Le petit navigateur
de Odysséas Elýtīs, Jan Voss (Dessin)

critiqué par Septularisen, le 13 novembre 2019
( - - ans)


La note:  étoiles
«Et la Poésie toujours est unique, comme unique est le ciel.»
XXIII

«Assurément, dans son enfance, le soleil devait être une goutte d’eau pure. De là, sa façon d’étinceler aux cils, et de garder la rosée sur les murs peints d’icônes, au mois de juillet, en plein midi.
Je laisse la transparence. S’il arrive que tu sois amoureux d’une jeune fille, tu vois à travers elle : comme à travers les poèmes. »
(…)

Né à Héraclion, en Crète, Odysseus ELYTIS [(1911-1996), de son vrai nom Odysséas ALEPOUDHÉLIS}, est sans doute l’un des plus grands poètes grecs du XXe S. et malheureusement bien trop peu connu dans nos pays. Profondément influencé par les surréalistes français, il a replacé la poésie grecque antique dans son héritage occidental, mais sans jamais oublier son caractère profondément oriental.

«Le petit navigateur» est une réflexion, une interprétation, une sorte de démarche de l’auteur pour retrouver le véritable visage de la Grèce. Il nous parle ici de son pays de façon directe, lucide et vraie. Il nous décrit la lumière, de la mer, des plages, du soleil, du sable, des jardins, des murs, du vent, des arbres, des villes, des poissons, des coquillages, des volcans, des figuiers et bien sûr des bateaux qu’il compare à son pays.

XXVI

(…)
«Nulle part ailleurs, je n’ai senti ma vie aussi justifiée que sur le pont d’un bateau. Tout à sa juste place : les vis, les tôles, les tuyaux, les câbles métalliques, les plaques d’aération, les instruments de navigation ; et le même moi qui enregistre l’oscillation sans fin en demeurant au même point. Un monde plein, qui se suffit à lui-même et solide, qui me répond et auquel je réponds et nous pénétrons ensemble comme un seul corps dans le danger et le miracle.

Navire éternel mon pays.»

C’est une poésie très riche, exigeante difficile à lire, remplie de métaphores, d’analogie et de symboles. Le poète perd parfois son lecteur dans le labyrinthe infini de son imaginaire. Il y a souvent des mots cachés, des images complexes, des allusions obscures. Ses thèmes sont pourtant des plus classiques, allant de la condition humaine au temps qui s’écoule inexorablement, en passant par la nature, l’amour, les femmes, la vie et bien sûr, ce qui lui tient le plus à cœur «le bateau fou de la Grèce»!

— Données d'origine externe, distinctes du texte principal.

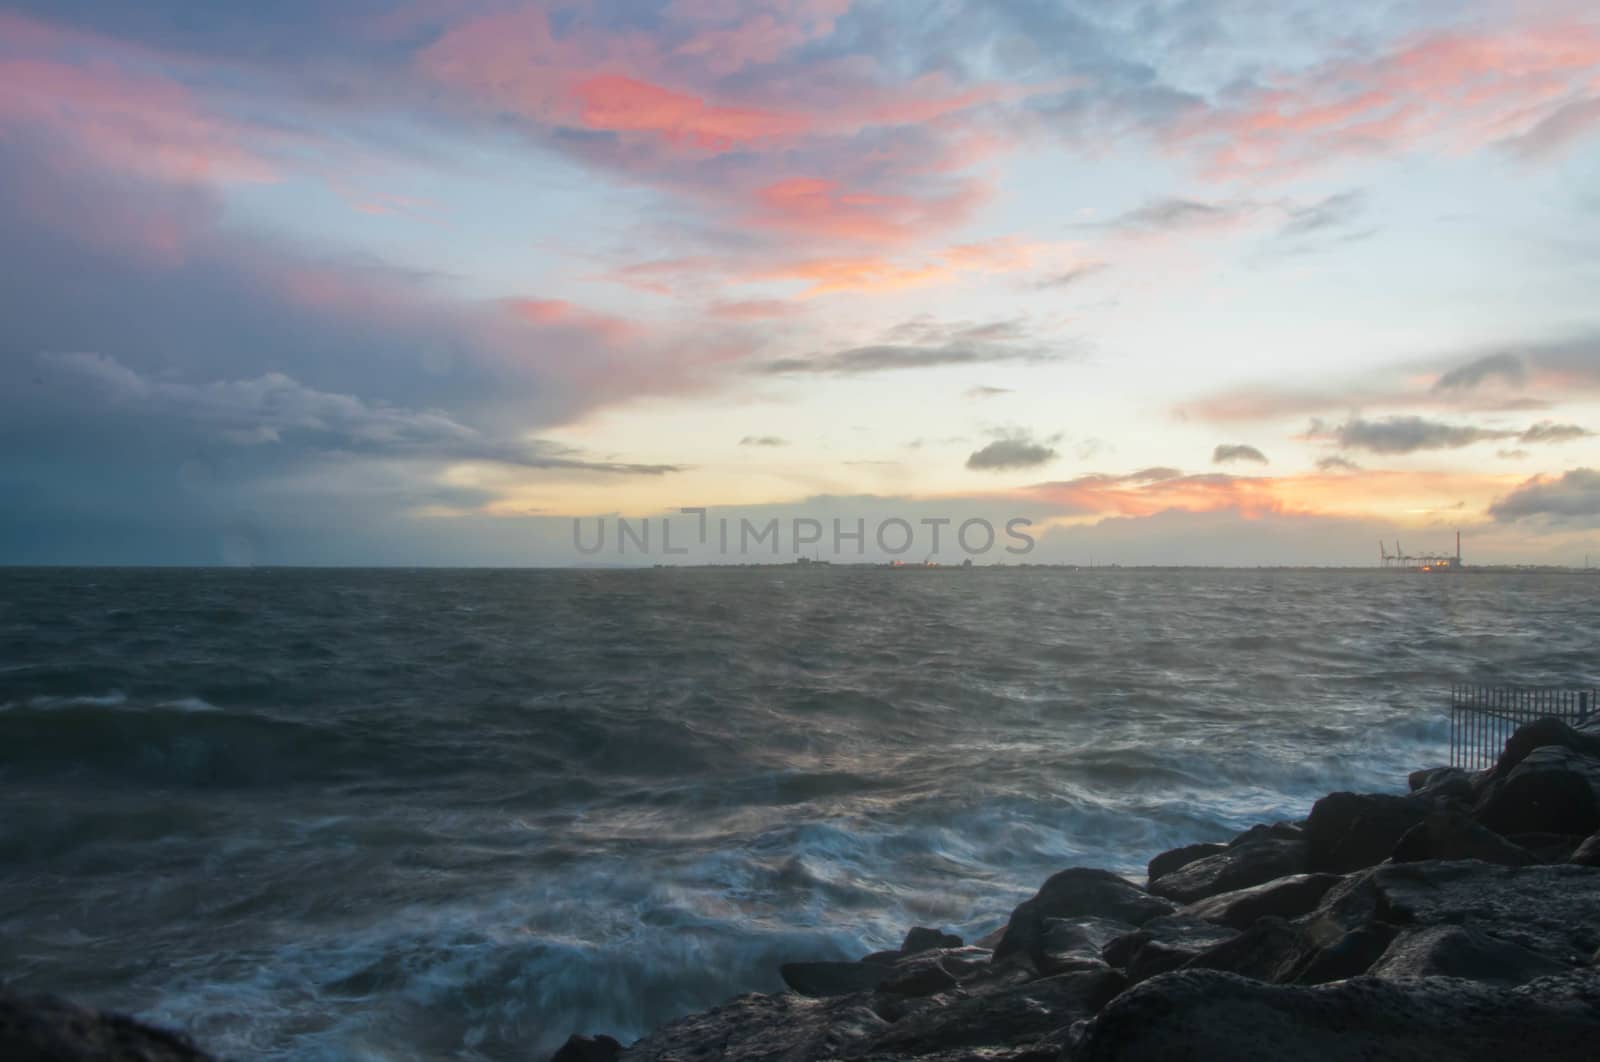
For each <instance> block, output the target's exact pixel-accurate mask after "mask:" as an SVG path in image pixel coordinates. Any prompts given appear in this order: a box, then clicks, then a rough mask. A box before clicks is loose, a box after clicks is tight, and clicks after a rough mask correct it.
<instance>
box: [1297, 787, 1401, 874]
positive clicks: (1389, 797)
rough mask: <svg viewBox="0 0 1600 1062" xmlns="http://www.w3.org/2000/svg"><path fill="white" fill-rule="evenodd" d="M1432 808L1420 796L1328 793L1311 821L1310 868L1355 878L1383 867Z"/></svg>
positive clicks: (1306, 822) (1307, 856) (1309, 858)
mask: <svg viewBox="0 0 1600 1062" xmlns="http://www.w3.org/2000/svg"><path fill="white" fill-rule="evenodd" d="M1429 806H1430V804H1429V801H1426V800H1419V798H1418V796H1392V795H1386V793H1328V795H1326V796H1323V798H1322V800H1318V801H1317V803H1315V804H1312V808H1310V816H1309V817H1307V819H1306V840H1307V843H1309V844H1310V848H1309V851H1307V864H1309V868H1310V870H1320V872H1328V873H1349V872H1352V870H1362V868H1365V867H1373V865H1378V864H1381V862H1382V860H1384V859H1387V857H1389V852H1392V851H1394V848H1395V844H1397V843H1398V841H1400V838H1402V836H1405V833H1406V832H1408V830H1410V828H1411V827H1414V825H1416V824H1419V822H1421V820H1422V817H1424V816H1426V814H1427V809H1429Z"/></svg>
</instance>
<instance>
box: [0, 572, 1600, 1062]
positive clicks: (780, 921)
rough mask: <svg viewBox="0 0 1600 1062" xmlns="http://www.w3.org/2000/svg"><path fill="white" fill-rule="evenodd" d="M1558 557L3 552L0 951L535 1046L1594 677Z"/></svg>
mask: <svg viewBox="0 0 1600 1062" xmlns="http://www.w3.org/2000/svg"><path fill="white" fill-rule="evenodd" d="M1597 589H1600V582H1597V581H1592V579H1584V577H1578V576H1557V574H1472V573H1462V574H1456V576H1424V574H1416V573H1410V574H1394V573H1378V571H1272V569H1262V571H1139V569H1091V571H1082V569H1080V571H1072V569H1045V568H1010V569H1003V568H974V569H965V571H963V569H938V571H890V569H882V568H834V566H802V568H746V569H741V568H728V569H635V571H478V569H470V571H442V569H422V571H398V569H381V571H379V569H373V571H358V569H109V568H94V569H0V785H3V793H5V804H3V808H5V812H3V817H0V979H3V980H5V982H8V984H10V985H11V987H13V988H18V990H26V992H58V993H64V995H69V996H72V998H75V1000H80V1001H85V1003H90V1004H96V1006H102V1008H114V1009H122V1011H128V1012H133V1014H138V1016H141V1017H144V1019H149V1020H154V1022H158V1024H166V1025H174V1027H179V1028H184V1030H187V1032H189V1033H190V1035H194V1036H195V1038H197V1040H198V1041H200V1044H202V1046H205V1048H208V1049H211V1051H214V1052H218V1054H221V1056H227V1057H237V1059H373V1060H379V1059H382V1060H397V1062H398V1060H410V1059H418V1060H422V1059H539V1057H542V1052H547V1051H550V1049H554V1048H555V1046H558V1044H560V1043H562V1041H563V1040H565V1038H566V1035H568V1033H571V1032H590V1033H594V1032H605V1033H611V1035H616V1036H618V1038H621V1040H624V1041H626V1040H629V1038H632V1036H637V1035H642V1033H643V1032H646V1030H648V1028H651V1027H653V1025H656V1024H659V1022H662V1020H667V1019H670V1017H675V1016H678V1014H683V1012H688V1011H693V1009H699V1008H706V1006H710V1004H715V1003H718V1001H722V1000H725V998H728V996H731V995H734V993H739V992H750V990H776V988H779V987H781V982H779V980H778V964H779V963H781V961H789V960H798V958H856V956H859V955H861V953H864V952H869V950H875V948H882V947H891V945H894V944H898V942H899V939H901V936H902V934H904V931H906V929H907V928H909V926H912V924H930V926H941V928H947V929H954V931H955V932H960V934H963V936H968V937H974V936H981V934H982V932H986V931H989V929H992V928H995V926H997V924H1000V923H1002V921H1003V920H1005V915H1006V913H1008V912H1010V908H1011V907H1013V905H1014V904H1016V902H1019V900H1021V899H1026V897H1027V896H1029V894H1032V891H1034V889H1035V888H1037V886H1038V884H1040V883H1042V881H1043V880H1045V878H1046V876H1048V875H1050V873H1051V872H1054V870H1059V868H1062V867H1069V865H1099V867H1109V868H1114V870H1120V872H1125V873H1128V875H1131V876H1136V878H1139V880H1142V873H1144V864H1146V860H1147V859H1149V857H1150V856H1154V854H1155V852H1158V851H1163V849H1166V848H1171V846H1176V844H1182V843H1190V841H1202V840H1219V838H1226V836H1227V835H1230V833H1232V832H1237V830H1240V828H1243V827H1248V825H1250V824H1253V822H1259V820H1275V819H1285V817H1291V819H1298V817H1302V816H1304V812H1306V811H1307V808H1309V804H1310V801H1312V800H1315V798H1317V796H1320V795H1323V793H1326V792H1330V790H1338V789H1357V790H1390V792H1392V790H1403V789H1405V776H1406V773H1408V771H1411V769H1414V768H1418V766H1426V765H1435V763H1440V761H1443V760H1445V757H1446V731H1448V715H1446V701H1448V688H1450V685H1451V683H1458V681H1483V683H1510V685H1563V686H1571V685H1586V686H1594V685H1597V683H1600V662H1597V657H1595V651H1594V632H1595V630H1600V593H1597V592H1595V590H1597Z"/></svg>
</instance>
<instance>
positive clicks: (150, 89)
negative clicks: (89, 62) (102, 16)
mask: <svg viewBox="0 0 1600 1062" xmlns="http://www.w3.org/2000/svg"><path fill="white" fill-rule="evenodd" d="M24 130H27V131H35V133H45V134H50V136H53V138H61V139H66V141H67V142H70V144H72V146H74V147H75V149H77V152H78V154H82V155H83V157H86V158H88V160H90V162H93V163H94V165H98V166H102V168H106V170H118V171H125V173H133V174H138V176H146V178H155V179H163V181H272V179H275V176H277V174H275V168H274V166H272V163H269V162H267V160H266V158H264V157H261V155H258V154H256V152H253V150H251V149H250V147H246V144H245V139H246V138H245V136H243V130H240V128H238V126H237V125H235V123H232V122H229V120H227V118H224V117H221V115H218V114H214V112H211V110H208V109H206V107H205V106H203V104H202V102H200V101H198V99H197V98H195V94H194V93H190V91H189V90H187V88H184V86H182V85H181V83H178V82H174V80H171V78H168V77H163V75H162V74H157V72H149V70H133V69H123V67H120V66H117V64H114V62H109V61H104V59H96V61H93V62H90V64H86V66H75V64H67V62H59V61H54V59H35V58H3V59H0V133H6V134H16V133H18V131H24Z"/></svg>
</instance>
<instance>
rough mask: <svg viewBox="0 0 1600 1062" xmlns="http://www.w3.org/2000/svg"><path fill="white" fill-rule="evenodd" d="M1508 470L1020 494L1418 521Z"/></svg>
mask: <svg viewBox="0 0 1600 1062" xmlns="http://www.w3.org/2000/svg"><path fill="white" fill-rule="evenodd" d="M1517 480H1518V477H1515V475H1467V473H1453V472H1387V470H1358V472H1349V473H1304V475H1285V477H1238V475H1221V473H1210V475H1181V473H1176V472H1174V470H1171V469H1149V470H1146V472H1136V473H1131V475H1085V477H1078V478H1075V480H1066V481H1056V483H1038V485H1035V486H1029V488H1024V489H1022V491H1019V493H1021V494H1022V496H1026V497H1030V499H1035V501H1046V502H1051V504H1054V505H1061V507H1062V509H1066V510H1069V512H1075V513H1082V515H1088V517H1150V515H1155V513H1158V512H1166V510H1174V509H1176V510H1181V512H1218V510H1238V512H1240V513H1242V515H1245V517H1259V515H1269V513H1275V515H1306V517H1317V515H1320V517H1357V515H1365V517H1387V518H1392V520H1424V518H1432V517H1437V515H1438V513H1442V512H1461V513H1464V515H1472V517H1477V515H1480V513H1482V512H1483V510H1485V509H1486V507H1488V504H1490V502H1491V501H1493V499H1494V497H1496V496H1498V494H1501V493H1504V491H1506V489H1507V488H1509V486H1512V485H1515V483H1517Z"/></svg>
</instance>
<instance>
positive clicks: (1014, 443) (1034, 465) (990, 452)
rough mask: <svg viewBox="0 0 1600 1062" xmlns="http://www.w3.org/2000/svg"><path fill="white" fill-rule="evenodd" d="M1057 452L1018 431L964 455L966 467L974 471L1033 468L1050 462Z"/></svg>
mask: <svg viewBox="0 0 1600 1062" xmlns="http://www.w3.org/2000/svg"><path fill="white" fill-rule="evenodd" d="M1058 456H1059V454H1058V453H1056V451H1054V449H1053V448H1051V446H1046V445H1045V443H1040V441H1037V440H1035V438H1034V437H1032V435H1026V433H1019V435H1013V437H1008V438H997V440H995V441H992V443H989V445H987V446H984V448H982V449H978V451H973V454H971V456H968V457H966V467H968V469H973V470H976V472H1002V470H1006V469H1035V467H1038V465H1045V464H1050V462H1051V461H1054V459H1056V457H1058Z"/></svg>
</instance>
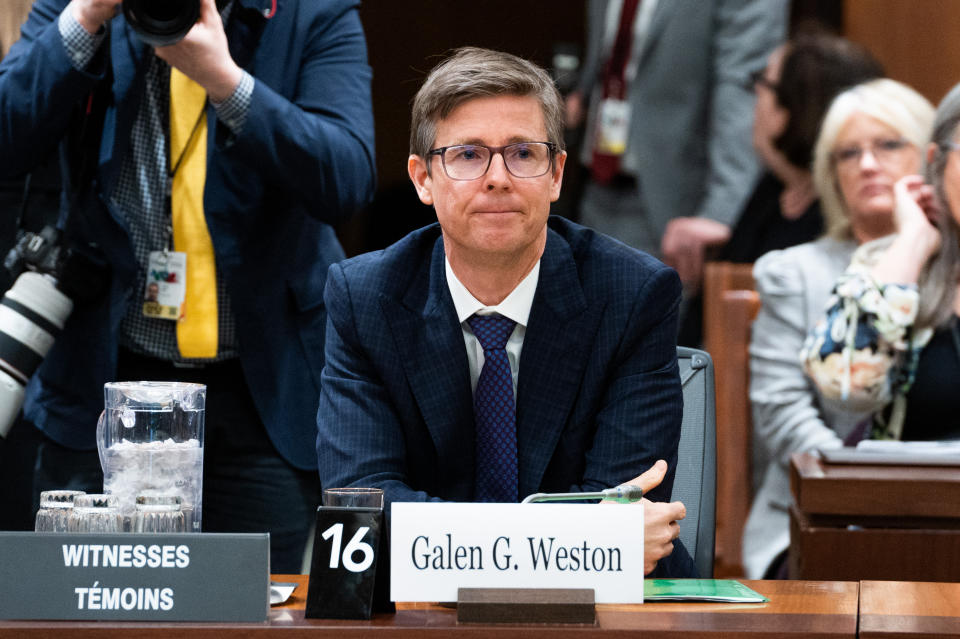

Pas besoin d’en dire plus, comme toujours je préfère laisser la parole au poète et à sa poésie, qui n’a pas besoin de mes commentaires pour nous révéler sa grandeur.

X

«Le fait que j’ai pu jouir d’une vie pleine d’actions visibles de tous et par conséquent gagner ma transparence même, je le dois à un genre de courage particulier que m’a donné la Poésie : et je deviens vent pour le cerf-volant et cerf-volant pour le vent, même quand il n’existe pas de ciel.
Je ne joue pas avec les mots. Je parle du mouvement dont on découvre le déploiement à l’intérieur de la «seconde», quand on réussit à l’ouvrir et à lui donner une durée. Alors, véritablement, la Tristesse aussi devient Grâce et la Grâce Ange ; la Félicité prend l’habit de la Religieuse et la Religieuse celui de la Félicité

Avec, blancs et longs, des plis au-dessus du vide

un vide plein de gouttes d’oiseaux, de brises de basilic et de sifflements sourds du Paradis.»

Rien à rajouter, un petit livre idéal pour partir à la découverte de la poésie d'Elytis...

Prix Nobel de littérature en 1979, Odysseus Elytis est le deuxième, - et au moment où j’écris ces lignes -, le dernier écrivain grec à avoir été honoré de ce prix par l’Académie Suédoise.